Average scores for a test taken before learning the topic, then the results following:
Before |12|18|25| 9 |14|16|
After |18|24|24|14|19|20|

The problem is: Construct a 95% confidence interval for μd.
At the 1% significance level, can we conclude that the mean scores increase in the after category?

I think I use the equation d +or- t* sd/sqrt n

∑dsquared=?
∑d=?
n=6
df=5
C.I.=95
alpha=.05
I'm not sure if I'm doing it right any help would be greatly appreciated! I have an example of a similar one but I just want to know for sure if I'm on the right track. Thanks!
• Dec 7th 2011, 08:57 PM
pickslides
Re: How to construct a 95% confidence interval for μd?
If your significance is 1%, then $\displaystyle \displaystyle \alpha =0.01$ , do you understand why?
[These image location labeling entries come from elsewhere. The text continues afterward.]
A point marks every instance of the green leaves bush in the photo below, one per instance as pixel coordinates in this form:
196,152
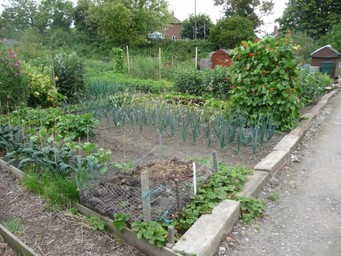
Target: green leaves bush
14,80
264,81
69,72
313,85
215,82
If you are looking for an increase only then you need a one sided interval for the difference in mean.
• Dec 7th 2011, 09:04 PM
Genevieve03
Re: How to construct a 95% confidence interval for μd?
I think that they are two different questions though. Sorry I should have separated them. First, I'm supposed to construct a 95% confidence interval. Then after, I work out the same problem if alpha were 1%. But I'm just not sure if my equation is right. Have been staring at it for too long and I think I'm just making it harder than it is.